Between 1988 and 2009, a probable ILI outbreak in a school was defined as a doubled absence rate with all of the following primary influenza symptoms reported among students: rapid onset, fever, illness lasting 3 or more days, and at least one secondary influenza symptom (e.g., myalgia, headache, cough, coryza, sore throat, or chills). A possible ILI outbreak in a school was defined as a doubled absence rate with reported symptoms among students, including two of the primary influenza symptoms and at least one secondary influenza symptom. Prior to the 2009- 2010 influenza season, the number of schools reporting probable influenza outbreaks ranged from a low of 38 schools in 20 counties in 1996-1997 to 441 schools in 71 counties in 1991- 1992.

The definition of ILI outbreaks changed beginning with the 2009-2010 school year. Schools reported when the number of students absent with ILI reached 5% of total enrollment, or when three or more students with ILI are absent from the same elementary classroom. Four hundred eighty-seven schools in 74 counties reported ILI outbreaks during the 2012-2013 school year. Since the 2009-2010 school year, the number of schools reporting ILI outbreaks has ranged from a low of 94 in 36 counties in 2011-2012 to 1,302 schools in 85 counties in 2009-2010.

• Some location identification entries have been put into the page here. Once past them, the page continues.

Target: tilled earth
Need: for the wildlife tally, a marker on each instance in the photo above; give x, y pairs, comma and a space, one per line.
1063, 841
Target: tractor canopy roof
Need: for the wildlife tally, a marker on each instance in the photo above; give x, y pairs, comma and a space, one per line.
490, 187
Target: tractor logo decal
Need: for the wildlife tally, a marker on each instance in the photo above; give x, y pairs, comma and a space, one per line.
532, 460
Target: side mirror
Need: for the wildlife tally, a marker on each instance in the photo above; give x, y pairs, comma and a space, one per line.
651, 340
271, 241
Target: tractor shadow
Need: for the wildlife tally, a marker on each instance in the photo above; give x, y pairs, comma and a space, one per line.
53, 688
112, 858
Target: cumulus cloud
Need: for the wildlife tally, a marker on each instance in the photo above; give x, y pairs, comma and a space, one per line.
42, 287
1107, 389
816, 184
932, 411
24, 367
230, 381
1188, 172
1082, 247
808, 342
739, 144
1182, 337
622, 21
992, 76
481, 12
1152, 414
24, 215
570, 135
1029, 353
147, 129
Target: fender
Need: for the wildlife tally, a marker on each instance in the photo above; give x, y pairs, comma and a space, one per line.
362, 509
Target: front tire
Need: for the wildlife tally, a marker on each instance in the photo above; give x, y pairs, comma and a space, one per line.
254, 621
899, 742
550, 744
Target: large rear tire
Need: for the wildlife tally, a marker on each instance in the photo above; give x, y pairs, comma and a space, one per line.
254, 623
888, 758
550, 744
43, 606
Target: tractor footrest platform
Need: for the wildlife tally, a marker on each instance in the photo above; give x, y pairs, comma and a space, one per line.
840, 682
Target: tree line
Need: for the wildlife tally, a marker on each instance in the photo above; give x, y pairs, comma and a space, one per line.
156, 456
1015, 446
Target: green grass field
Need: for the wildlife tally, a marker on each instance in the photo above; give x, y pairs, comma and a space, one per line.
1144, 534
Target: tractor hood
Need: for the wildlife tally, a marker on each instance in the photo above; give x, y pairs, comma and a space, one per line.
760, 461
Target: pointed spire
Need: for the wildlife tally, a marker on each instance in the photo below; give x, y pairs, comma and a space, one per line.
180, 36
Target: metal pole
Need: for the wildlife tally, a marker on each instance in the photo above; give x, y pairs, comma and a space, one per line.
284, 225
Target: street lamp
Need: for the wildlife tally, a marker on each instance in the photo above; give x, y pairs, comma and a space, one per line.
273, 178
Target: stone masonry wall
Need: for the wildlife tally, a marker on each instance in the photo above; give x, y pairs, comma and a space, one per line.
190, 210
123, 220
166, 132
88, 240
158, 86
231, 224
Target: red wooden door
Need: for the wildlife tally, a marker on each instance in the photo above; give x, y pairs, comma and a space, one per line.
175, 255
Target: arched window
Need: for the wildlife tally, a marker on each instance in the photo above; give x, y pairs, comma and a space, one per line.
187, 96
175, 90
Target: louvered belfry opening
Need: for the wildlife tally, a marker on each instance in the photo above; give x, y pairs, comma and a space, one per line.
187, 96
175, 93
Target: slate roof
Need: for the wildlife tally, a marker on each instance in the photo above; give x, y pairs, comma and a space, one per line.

An influenza outbreak is suspected in a long-term care facility (LTCF) when two or more residents in a facility develop symptoms consistent with influenza during a 48- to 72-hour period. An influenza outbreak is confirmed when at least one resident has a positive culture, PCR, or rapid antigen test for influenza and there are other cases of respiratory illness in the same unit. Two hundred nine facilities in 63 counties reported confirmed outbreaks during the 2012-2013 influenza season. This is the highest number of outbreaks reported since surveillance for outbreaks in LTCFs began in the 1988-1989 season. The number of LTCFs reporting outbreaks ranged from a low of three in 2008-2009 to a high of 209 in 2012- 2013.